She furrowed her brow as the pieces came together. She'd heard of him, the archer who never missed. She hadn't thought he was international. "Who do you work for?"

"SHIELD."

Natasha made herself breathe. "They'll take her. They'll study her."

"They won't," he said quietly. "I won't let them."

She looked at him and she believed him.




Many thought of the Black Widow as a killing machine, the bloody hand of Russia's black ops, but Natasha excelled more than even that at espionage, ferreting the truth from anyone necessary and turning it to her own ends. She had made a grudging and untrusting ally, one she would have to handle cautiously.

He demanded leverage. She gave it. She let him claim her and her child legally in the form of marriage and adoption papers and let him remove all traces of her compromised safehouse from the trail he'd followed. She watched his work to evaluate him and determine whether he could indeed make good on his promise. He would do.

"Will you try to kill me?" he asked quietly when they settled in opposite beds in a tiny hotel room.

Natasha met his eyes because Americans cared about such things. "No." Her promise was as good as his.

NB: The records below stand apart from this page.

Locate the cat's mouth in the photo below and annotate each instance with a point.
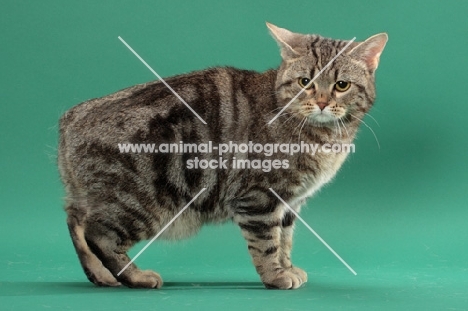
(322, 117)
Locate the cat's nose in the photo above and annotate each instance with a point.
(322, 105)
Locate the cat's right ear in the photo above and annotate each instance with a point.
(288, 41)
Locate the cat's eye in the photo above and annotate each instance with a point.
(303, 82)
(342, 86)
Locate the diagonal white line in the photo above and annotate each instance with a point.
(311, 81)
(162, 80)
(160, 232)
(313, 231)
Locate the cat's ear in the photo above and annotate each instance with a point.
(289, 42)
(369, 51)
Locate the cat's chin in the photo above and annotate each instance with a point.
(322, 120)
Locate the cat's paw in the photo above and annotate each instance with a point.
(284, 279)
(299, 273)
(144, 279)
(102, 277)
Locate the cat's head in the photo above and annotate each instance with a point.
(344, 89)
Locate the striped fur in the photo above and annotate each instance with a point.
(115, 200)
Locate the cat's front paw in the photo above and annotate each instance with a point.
(299, 273)
(144, 279)
(284, 279)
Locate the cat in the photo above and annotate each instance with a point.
(115, 199)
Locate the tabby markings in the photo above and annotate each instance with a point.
(161, 79)
(312, 81)
(313, 231)
(160, 232)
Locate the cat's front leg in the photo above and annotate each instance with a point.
(264, 238)
(287, 231)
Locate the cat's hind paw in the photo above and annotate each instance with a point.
(284, 279)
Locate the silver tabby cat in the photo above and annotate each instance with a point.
(114, 199)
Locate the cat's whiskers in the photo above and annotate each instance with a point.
(368, 114)
(375, 136)
(304, 121)
(338, 127)
(346, 129)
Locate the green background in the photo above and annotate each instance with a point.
(398, 215)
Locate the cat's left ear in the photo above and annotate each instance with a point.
(369, 51)
(289, 42)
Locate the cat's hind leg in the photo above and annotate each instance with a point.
(92, 266)
(109, 243)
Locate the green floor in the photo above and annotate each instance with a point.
(398, 215)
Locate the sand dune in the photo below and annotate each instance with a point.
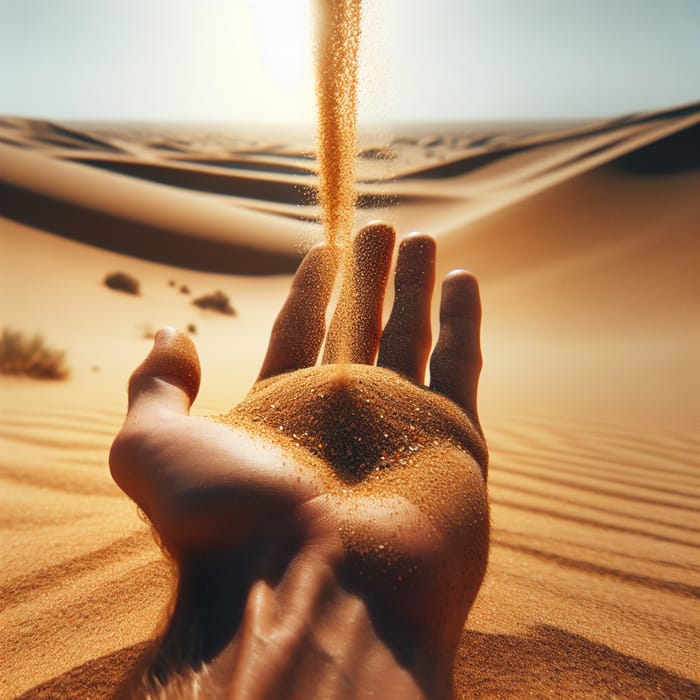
(585, 239)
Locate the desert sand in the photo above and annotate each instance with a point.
(585, 239)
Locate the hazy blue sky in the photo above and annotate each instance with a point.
(250, 60)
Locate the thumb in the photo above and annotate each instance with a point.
(168, 379)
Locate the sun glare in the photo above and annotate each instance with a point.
(279, 72)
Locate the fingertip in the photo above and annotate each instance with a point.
(173, 362)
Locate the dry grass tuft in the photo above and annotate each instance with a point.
(28, 356)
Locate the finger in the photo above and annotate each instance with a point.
(354, 332)
(456, 361)
(298, 332)
(405, 342)
(168, 379)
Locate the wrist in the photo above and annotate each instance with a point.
(291, 630)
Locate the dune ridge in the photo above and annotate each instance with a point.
(585, 242)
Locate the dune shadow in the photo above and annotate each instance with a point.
(550, 662)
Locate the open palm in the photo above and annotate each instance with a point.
(360, 465)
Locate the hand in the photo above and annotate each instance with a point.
(360, 466)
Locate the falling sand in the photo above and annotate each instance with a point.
(364, 430)
(339, 31)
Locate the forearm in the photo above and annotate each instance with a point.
(302, 635)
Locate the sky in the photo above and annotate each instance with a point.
(251, 61)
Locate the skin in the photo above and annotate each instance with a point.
(291, 585)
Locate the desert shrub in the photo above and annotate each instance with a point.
(123, 282)
(218, 301)
(29, 356)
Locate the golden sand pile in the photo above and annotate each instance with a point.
(365, 431)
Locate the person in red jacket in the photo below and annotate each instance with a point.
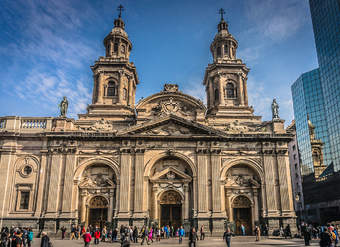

He looked at her and she could not tell if he believed her.

CHAPTER TWO



Kate Bishop heard Lucky's whining before she even got her key in the lock, scraping it against the handle as she struggled under too many bags of groceries. "I'm coming!" she called through the door and muttered a prayer under her breath he didn't jump her when she got it open.

Of course, he did jump her and she groaned and played keepaway with the groceries. "Down, Lucky! You wonderful mangy mutt, you!"

Kate laughed as she shoved in the door and shoved it closed behind her with one worn combat boot. While she was looking forward to Clint getting back from who knows where, preferably sporting few to no new injuries, she wasn't actually looking forward to returning her neighbor's dog. Clint's frequent trips out of town (or the country, she wasn't blind) gave her plenty of bonding time with Lucky and she was starting to feel possessive of the enthusiastic mutt.

"You're hungry, aren't you?" She offloaded her bags on a counter and gave him a good petting. "Yeah. You know I love you. Yes, I do."

Lucky's entire body wagged along with his tail. She rubbed his ears affectionately and got up to fish out his dinner.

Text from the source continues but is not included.